Kementerian Kesehatan siapkan fasilitas kesehatan untuk XI ASEAN Para Games

Abdul Aziz - Tak Berkategori
  • Bagikan

Surakarta, Indonesia – Kementerian Kesehatan mengonfirmasi bahwa fasilitas kesehatan akan siap melayani atlet peserta XI ASEAN Para Games yang akan digelar di Surakarta, Jawa Tengah, Juli mendatang.

"Kami sedang menyiapkan (fasilitas kesehatan untuk) ASEAN Para Games di Surakarta bersama walikota (Wali Kota Surakarta Gibran Rakabuming Raka), dan pertama-tama kami akan memeriksa tempat-tempat tersebut. Koordinasi dengan dinas kesehatan setempat dan NPC (Komite Paralimpiade Nasional) juga akan menjadi bagian dari persiapan "Kartini Rustandi, Direktur Usia Produktif dan Kesehatan Lansia di Kementerian Kesehatan, mengumumkan di sini pada hari Selasa.

Menurut pejabat itu, otoritas akan menjamin kesiapan dalam layanan kesehatan, kesehatan lingkungan, serta kebersihan dan keamanan pangan.

Dia juga mencatat bahwa kesiapan institusi kesehatan di wilayah Surakarta Raya, termasuk rumah sakit dan puskesmas, akan dipantau.

"(Persiapannya juga akan mencakup) fasilitas kesehatan di Semarang, karena satu turnamen akan digelar di sana. Setiap tempat kompetisi juga akan memiliki petugas kesehatan yang ditempatkan," kata Rustandi.
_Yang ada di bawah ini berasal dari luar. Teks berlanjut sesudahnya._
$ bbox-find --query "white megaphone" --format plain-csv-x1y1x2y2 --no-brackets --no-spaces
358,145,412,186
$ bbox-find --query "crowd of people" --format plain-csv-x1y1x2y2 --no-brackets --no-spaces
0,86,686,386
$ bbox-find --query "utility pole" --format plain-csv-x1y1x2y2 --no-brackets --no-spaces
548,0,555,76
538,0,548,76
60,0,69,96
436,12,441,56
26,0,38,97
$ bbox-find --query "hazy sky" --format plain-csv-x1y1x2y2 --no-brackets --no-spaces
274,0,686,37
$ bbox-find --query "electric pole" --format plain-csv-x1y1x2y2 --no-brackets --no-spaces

Kementerian akan mempersiapkan rumah sakit untuk memenuhi tuntutan khusus para atlet, termasuk menangani cedera yang mungkin mereka alami, katanya, seraya menambahkan bahwa ahli saraf akan siap siaga sepanjang turnamen.

Dia menegaskan bahwa kementerian secara aktif merencanakan langkah-langkah pencegahan untuk mengantisipasi kemungkinan peningkatan kasus COVID-19 dalam beberapa bulan mendatang.
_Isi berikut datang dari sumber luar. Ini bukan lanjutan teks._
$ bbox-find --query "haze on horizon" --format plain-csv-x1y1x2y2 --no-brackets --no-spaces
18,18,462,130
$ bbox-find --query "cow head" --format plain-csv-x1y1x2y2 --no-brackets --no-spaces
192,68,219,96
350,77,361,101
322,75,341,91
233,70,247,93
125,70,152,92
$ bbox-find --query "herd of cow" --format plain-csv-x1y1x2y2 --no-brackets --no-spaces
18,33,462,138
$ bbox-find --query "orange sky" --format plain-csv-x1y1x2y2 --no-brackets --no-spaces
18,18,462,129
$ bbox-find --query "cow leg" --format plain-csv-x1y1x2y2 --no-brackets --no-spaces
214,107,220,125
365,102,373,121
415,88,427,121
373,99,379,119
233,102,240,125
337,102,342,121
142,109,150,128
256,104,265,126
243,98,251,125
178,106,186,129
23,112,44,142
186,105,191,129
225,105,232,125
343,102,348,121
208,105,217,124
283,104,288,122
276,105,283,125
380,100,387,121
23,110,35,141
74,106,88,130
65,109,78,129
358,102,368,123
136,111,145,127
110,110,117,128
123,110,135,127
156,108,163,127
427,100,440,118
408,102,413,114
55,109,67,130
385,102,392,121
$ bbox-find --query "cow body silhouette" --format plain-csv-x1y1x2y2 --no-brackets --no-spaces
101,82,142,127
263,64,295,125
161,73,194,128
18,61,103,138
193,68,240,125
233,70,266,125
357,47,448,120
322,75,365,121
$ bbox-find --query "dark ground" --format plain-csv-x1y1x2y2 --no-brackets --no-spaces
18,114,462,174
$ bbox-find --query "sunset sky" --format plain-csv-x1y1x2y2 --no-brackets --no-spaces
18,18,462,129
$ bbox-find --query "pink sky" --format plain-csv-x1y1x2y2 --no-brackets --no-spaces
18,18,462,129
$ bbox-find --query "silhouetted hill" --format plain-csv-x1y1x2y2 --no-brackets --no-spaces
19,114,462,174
"Meskipun kami masih memperdebatkan topik ini, NPC telah menyiapkan sistem gelembung. Karena situasi saat ini, kami akan mengubah langkah-langkah kami sesuai dengan undang-undang Badan Nasional Penanggulangan Bencana (BNPB) dan Kementerian Dalam Negeri. Kami akan menyiapkan semuanya ," kata Rustandi.

Rustandi menyatakan, standar kesehatan akan diberlakukan di kalangan atlet dan penggemar pertandingan, antara lain persyaratan vaksinasi, pendaftaran di aplikasi PeduliLindungi, serta wajib pemeriksaan masker dan suhu tubuh.
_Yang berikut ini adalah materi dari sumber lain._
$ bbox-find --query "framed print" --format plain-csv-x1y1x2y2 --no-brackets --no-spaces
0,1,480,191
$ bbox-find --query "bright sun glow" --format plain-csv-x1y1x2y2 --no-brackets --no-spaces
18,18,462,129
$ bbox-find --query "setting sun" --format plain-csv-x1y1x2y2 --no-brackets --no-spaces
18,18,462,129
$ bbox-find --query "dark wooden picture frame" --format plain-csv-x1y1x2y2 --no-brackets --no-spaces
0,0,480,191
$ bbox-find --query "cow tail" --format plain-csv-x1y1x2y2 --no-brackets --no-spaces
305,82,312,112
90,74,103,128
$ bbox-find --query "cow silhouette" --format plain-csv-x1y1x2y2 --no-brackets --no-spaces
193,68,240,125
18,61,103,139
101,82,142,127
Sementara itu, Wali Kota Surakarta Gibran Rakabuming Raka menyatakan, atlet yang bermain di cabang olahraga yang sama akan ditempatkan di hotel yang sama untuk mempermudah pengelolaan.

"Untuk mengantisipasi peningkatan kasus COVID-19, gelembung akan dibangun untuk setiap cabang olahraga. Atlet tidak akan berjalan-jalan. Mereka akan tinggal di hotel. Mereka juga akan menjalani tes PCR COVID-19 harian," klaim Raka.

Menurut Kementerian Koordinator Bidang Pembangunan Manusia dan Kebudayaan, turnamen ini akan menampilkan 1.648 atlet dari 11 negara dan akan berlangsung dari 30 Juli hingga 6 Agustus 2022.